Me gustan las de Isabel. Me di cuenta ayer, mientras la miraba desde mi mesa. Estaba repasando unos informes sin mucho interés y, de pronto, sucedió. Me fijé en ellas y ya no he podido olvidarlas. Eso sí, las he mirado un montón de veces más desde ese momento. Hace un rato casi me pilla y creo que anda un poco mosca, así que me iré a tomar el café con Luis, a ver si se me pasa un poco.

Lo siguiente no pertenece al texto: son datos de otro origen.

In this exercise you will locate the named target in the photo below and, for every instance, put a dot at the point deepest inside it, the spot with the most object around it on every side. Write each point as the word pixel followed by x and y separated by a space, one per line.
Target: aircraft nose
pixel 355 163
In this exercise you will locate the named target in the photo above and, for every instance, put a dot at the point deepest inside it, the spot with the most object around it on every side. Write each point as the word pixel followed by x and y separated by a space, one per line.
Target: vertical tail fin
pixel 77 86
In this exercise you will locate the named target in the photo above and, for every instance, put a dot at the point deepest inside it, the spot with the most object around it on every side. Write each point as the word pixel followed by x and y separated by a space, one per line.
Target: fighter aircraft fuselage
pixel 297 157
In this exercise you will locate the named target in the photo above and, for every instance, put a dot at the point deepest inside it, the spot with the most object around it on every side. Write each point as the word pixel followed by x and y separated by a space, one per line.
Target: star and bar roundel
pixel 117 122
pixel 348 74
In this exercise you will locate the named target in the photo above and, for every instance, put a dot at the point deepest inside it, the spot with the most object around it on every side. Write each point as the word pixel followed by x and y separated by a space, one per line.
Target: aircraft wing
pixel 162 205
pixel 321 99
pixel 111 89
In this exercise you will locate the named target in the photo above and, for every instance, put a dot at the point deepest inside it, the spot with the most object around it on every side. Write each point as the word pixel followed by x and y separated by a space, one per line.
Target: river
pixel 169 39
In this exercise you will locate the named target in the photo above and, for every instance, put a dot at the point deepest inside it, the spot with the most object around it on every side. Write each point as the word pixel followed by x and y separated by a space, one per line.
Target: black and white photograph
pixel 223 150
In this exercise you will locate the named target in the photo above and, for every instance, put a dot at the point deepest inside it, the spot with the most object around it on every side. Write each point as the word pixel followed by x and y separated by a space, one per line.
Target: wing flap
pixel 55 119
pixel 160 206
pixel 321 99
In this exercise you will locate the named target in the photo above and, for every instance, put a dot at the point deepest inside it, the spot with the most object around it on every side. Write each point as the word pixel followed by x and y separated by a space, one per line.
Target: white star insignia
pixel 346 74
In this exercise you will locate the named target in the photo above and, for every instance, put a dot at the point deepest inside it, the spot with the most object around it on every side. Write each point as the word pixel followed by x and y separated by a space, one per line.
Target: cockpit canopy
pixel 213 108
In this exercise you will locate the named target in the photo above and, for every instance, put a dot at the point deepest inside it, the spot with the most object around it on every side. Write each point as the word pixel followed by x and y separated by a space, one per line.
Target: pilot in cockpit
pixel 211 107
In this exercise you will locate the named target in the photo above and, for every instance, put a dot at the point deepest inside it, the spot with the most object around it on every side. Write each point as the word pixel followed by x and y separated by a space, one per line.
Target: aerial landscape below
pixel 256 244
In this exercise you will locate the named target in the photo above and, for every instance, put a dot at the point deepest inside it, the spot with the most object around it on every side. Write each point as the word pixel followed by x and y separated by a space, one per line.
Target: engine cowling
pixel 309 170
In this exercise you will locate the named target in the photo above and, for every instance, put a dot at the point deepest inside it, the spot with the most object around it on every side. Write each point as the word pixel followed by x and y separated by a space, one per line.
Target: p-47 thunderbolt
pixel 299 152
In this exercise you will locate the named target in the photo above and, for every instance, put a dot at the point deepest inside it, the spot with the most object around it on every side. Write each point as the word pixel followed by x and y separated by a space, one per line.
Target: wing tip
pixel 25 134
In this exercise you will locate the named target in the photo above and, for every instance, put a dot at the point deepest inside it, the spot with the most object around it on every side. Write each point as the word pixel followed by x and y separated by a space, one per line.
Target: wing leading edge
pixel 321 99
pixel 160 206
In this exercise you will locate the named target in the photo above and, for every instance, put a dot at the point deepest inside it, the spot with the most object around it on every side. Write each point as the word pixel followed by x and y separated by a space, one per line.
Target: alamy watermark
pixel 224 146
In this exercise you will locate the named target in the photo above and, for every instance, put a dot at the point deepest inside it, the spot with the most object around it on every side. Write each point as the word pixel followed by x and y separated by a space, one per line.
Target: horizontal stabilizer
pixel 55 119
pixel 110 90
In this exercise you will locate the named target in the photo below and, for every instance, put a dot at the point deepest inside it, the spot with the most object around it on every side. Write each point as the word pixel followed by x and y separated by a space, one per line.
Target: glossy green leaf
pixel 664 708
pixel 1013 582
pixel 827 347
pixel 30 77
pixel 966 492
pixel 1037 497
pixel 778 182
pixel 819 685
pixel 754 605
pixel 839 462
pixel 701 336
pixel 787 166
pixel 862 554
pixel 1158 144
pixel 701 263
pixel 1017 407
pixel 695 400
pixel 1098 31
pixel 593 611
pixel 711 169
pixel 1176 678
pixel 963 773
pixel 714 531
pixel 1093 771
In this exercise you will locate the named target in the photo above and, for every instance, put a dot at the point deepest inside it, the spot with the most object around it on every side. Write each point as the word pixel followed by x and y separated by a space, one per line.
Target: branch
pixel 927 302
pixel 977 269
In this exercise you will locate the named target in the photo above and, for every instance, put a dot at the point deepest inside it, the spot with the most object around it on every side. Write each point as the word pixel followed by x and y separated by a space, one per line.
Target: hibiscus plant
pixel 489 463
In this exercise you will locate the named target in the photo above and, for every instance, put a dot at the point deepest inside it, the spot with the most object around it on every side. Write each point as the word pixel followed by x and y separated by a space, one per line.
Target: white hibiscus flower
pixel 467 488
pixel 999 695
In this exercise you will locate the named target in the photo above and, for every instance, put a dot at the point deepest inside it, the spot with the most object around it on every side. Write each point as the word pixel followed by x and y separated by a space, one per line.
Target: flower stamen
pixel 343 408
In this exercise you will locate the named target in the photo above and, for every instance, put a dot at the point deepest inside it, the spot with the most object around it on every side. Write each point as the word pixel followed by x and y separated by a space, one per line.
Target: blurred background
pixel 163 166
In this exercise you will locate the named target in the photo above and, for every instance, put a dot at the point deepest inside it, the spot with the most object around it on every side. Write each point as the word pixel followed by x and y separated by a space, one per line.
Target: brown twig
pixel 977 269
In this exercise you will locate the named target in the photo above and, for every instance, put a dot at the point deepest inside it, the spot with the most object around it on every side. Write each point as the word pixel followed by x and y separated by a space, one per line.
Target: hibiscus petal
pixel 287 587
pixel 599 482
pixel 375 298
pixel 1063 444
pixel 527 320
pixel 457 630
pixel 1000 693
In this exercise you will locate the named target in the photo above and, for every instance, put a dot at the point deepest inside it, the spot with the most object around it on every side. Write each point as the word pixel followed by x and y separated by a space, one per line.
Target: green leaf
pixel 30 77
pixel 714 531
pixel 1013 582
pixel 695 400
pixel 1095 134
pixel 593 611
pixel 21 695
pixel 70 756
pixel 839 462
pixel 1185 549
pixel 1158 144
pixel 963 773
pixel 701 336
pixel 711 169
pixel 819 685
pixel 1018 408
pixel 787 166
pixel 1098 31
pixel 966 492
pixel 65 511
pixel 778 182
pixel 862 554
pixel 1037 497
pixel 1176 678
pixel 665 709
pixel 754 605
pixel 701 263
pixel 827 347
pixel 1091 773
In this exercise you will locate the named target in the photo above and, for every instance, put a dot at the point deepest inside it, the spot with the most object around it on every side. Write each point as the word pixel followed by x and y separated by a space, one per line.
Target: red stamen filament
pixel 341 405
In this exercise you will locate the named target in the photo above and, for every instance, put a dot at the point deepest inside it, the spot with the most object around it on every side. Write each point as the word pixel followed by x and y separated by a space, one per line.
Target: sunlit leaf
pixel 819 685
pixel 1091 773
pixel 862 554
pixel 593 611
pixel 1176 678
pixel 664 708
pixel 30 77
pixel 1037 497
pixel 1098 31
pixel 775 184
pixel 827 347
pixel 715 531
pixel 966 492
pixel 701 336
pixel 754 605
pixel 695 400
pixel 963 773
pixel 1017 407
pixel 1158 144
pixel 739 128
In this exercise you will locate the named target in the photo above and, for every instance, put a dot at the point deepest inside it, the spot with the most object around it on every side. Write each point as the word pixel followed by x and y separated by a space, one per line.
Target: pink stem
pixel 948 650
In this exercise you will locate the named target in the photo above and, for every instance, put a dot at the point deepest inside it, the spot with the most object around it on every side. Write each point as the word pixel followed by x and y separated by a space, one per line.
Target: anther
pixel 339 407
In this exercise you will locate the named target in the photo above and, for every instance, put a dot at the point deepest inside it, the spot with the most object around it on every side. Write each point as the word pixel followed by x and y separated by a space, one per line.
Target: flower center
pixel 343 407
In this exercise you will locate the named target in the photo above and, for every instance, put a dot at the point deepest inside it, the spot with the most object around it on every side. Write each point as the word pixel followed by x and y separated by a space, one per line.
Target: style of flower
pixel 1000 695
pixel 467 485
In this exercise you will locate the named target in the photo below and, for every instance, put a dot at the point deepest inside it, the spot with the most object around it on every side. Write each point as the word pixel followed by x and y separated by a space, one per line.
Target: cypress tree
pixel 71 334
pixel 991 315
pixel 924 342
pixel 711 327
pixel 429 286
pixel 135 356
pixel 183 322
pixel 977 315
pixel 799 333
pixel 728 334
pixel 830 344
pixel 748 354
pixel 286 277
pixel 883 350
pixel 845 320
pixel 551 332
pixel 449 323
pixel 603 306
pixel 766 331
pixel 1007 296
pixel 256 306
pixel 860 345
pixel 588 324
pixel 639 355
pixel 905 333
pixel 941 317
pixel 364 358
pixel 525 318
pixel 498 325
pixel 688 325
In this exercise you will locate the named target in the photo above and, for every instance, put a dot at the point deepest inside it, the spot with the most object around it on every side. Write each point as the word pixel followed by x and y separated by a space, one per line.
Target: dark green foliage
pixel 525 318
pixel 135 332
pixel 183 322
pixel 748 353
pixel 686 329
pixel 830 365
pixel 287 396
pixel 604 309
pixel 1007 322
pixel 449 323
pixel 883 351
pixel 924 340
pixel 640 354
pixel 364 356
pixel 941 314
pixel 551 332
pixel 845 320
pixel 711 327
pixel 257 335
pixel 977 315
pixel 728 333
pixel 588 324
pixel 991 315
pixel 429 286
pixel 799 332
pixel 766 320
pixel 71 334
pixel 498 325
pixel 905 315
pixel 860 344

No me gustan las de Luis. Tampoco me había dado cuenta pero lo de Isabel me ha abierto los ojos y ahora estoy como obsesionado. Inés, además de hacer unos bombones perfectamente equilibrados, las tiene también muy bonitas aunque, tal vez por el paso de los años o por los problemas acumulados durante la vida, no tienen esa gracia al moverse. Ni siquiera, en eso, Lola está a la altura de mi compañera. Acaba de entrar y creo que sería lo último que advertiría en ella. Luis no para de hablar y como ve que no le hago caso se ha dado la vuelta y se ha puesto de “casquera” con Inés. Termino el café y vuelvo a la oficina.
De camino, me ha parado Alberto. Está de mal humor y tiene prisa por tener en su mesa la memoria de Plys&Co, así que no ha parado de darme la chapa sobre lo que se espera de mí, sobre lo decepcionado que comienza a sentirse con mi trabajo, sobre lo que yo podría aportar a la misión de la firma y otras tantas chorradas que aprendió en no sé qué master de función directiva el año pasado con Lola. Eso sí, mientras largaba, me he quedado absorto en las suyas y en la manera en que éstas acompañaban a sus manos, moviéndose al son de sus palabras, enfatizándolas, haciéndolas más sonoras. Me gustan las de Alberto. Le dan un aire a las de Isabel y se nota que, al igual que ella, las cuida. Bueno, Alberto siempre fue de cuidarse, sobre todo desde que se autoproclamó pretendiente primero de Lola.
Por fin llego a mi mesa y, mientras me siento, hago un poco el tonto, así como colocando el monitor del ordenador para volver a mirarlas. Y entonces me descubre. Isabel se levanta, viene hacia mí y, arqueándolas, me pregunta casi enfadada, moviendo la cabeza a un lado y al otro:
-¿Se puede saber qué miras?
Sin opciones, rendido ante ellas, suspiro y le digo la verdad:
-Que tienes las cejas más bonitas de toda la oficina, Isabel. Son el vestido perfecto para tus ojos.